The room for maneuver of a company that receives a takeover bid is very limited. Their actions “are necessarily quite passive,” say sources from the financial sector.

The heading of Chapter VI of the takeover law is called “Defenses against acquisition offers.” There are two articles, 28 and 29, that develop the room for maneuver that an entity that is the subject of a public acquisition offer has. The title of the first of them is a good summary to establish positions. “Limitation of the actions of the bodies and management of the affected company and its group.” There are no rights or duties, there are limitations.

The aforementioned article 28 prevents them from “agreeing or initiating any issue of securities that could prevent the success of the offer.” Nor can they “carry out or promote, directly or indirectly as much as may impede the success of the offer, operations on the securities that it affects or on others, including acts aimed at promoting the purchase of said securities.” Any movement of sale, lease of real estate or corporate assets that could impede the success of the offer is prohibited, as is attempting to gain the benefit of the shareholders with any type of extraordinary remuneration or that is not contemplated in the shareholder policy. .

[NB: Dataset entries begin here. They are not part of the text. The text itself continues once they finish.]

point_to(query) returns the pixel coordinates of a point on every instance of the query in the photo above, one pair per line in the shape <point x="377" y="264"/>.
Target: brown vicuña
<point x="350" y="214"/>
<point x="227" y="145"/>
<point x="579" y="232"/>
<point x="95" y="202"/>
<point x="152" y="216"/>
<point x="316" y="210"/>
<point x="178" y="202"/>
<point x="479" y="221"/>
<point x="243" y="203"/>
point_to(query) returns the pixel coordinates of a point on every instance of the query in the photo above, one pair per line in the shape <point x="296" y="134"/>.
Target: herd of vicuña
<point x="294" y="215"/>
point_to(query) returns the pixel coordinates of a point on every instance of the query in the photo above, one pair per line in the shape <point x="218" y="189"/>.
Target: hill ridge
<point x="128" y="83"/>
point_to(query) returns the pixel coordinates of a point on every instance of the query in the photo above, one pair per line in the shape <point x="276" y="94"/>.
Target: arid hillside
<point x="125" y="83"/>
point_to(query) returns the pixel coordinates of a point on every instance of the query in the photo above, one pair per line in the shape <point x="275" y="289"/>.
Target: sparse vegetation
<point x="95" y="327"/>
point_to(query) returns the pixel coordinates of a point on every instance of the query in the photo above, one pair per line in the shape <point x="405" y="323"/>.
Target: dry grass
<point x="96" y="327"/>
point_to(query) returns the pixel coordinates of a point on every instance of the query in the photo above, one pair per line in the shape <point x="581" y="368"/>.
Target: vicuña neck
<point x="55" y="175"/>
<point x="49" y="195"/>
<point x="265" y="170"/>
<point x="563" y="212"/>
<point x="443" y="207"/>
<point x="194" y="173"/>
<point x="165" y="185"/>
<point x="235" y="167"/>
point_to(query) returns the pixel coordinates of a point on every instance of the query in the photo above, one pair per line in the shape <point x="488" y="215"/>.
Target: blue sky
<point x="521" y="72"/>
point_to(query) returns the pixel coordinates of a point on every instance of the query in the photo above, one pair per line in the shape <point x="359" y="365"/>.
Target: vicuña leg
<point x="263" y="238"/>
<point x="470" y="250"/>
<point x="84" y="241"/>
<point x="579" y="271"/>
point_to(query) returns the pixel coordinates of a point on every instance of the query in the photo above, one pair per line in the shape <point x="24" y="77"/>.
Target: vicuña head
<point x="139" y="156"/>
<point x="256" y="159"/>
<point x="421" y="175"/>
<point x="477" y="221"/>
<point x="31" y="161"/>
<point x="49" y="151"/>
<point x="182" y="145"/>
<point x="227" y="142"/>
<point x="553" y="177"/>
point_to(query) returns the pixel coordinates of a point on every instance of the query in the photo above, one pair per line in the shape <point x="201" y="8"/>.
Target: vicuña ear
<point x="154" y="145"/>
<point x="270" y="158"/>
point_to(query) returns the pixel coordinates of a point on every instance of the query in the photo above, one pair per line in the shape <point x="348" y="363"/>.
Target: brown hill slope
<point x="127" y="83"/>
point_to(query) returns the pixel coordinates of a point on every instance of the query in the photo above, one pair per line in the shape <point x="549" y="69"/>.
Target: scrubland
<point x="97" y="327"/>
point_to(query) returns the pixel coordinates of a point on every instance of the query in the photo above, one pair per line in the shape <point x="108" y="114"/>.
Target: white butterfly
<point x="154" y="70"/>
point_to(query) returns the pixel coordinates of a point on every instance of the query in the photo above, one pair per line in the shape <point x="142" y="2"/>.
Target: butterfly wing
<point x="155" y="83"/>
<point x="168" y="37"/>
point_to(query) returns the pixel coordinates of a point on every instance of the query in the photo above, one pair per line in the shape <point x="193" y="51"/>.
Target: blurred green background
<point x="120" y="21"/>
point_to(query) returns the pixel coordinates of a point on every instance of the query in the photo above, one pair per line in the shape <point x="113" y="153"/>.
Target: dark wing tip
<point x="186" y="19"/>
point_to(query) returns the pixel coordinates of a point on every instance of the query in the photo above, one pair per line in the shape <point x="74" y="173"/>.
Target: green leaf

There are only two ways to counter a hostile takeover like the one Sabadell has been subjected to. The first, almost a classic in the history of major Spanish takeover bids, is to look for competitors on the other side, in this case BBVA. What is traditionally known as a white knight. Try to choose a buyer that is considered preferable to the one that submitted the hostile takeover bid. He is a figure that took on special relevance in the Spanish media panorama during the fierce battle for Endesa, after the takeover bid launched in 2005 by the Catalan company Gas Natural (today Naturgy) for control of the electricity company in Endesa. After a succession of white knights, it ended up in the hands of the Italian giant Enel. This is the trump card that Banc Sabadell can use with the best chance of success if it wants to avoid the entry of BBVA into its control bodies.

The law also gives you another loophole, but much more complicated. It establishes that “the actions or operations that, after the announcement of the presentation of the offer, are expressly authorized by the general meeting of shareholders in accordance with the provisions of article 103 of the consolidated text of the Law of Public Limited Companies”, as contemplated Article 28. Specifically, Sabadell could, for example, promote a merger or spin-off of its own entity as long as it had the support of 50% of shareholders in a first call for its meeting or 25% in a second. But there is a problem, these decisions could only be approved by an ordinary general meeting and this was held on April 10; That is, it could not be convened for another year.

Meanwhile, financial sources consulted see “little progress” in the complaint filed by Sabadell before the CNMV in which it accuses BBVA of violating the takeover law. “It lacks definition and has not used the appropriate channels,” they say. Article 32 of that law establishes the obligation for companies involved in a takeover bid to “preserve information equality” for the entire market.

A period is established, the one between the moment of communicating the takeover bid and the moment of its execution, and some content, those referring to that offer, and calls for refraining from “disseminating or publishing by any means any data or information that is not included in the prior announcement of the offer.

Banc Sabadell believes that this article has been violated because BBVA communicated information to shareholders and journalists that was not contained in the initial communication of the takeover bid. It is up to the CNMV to resolve it.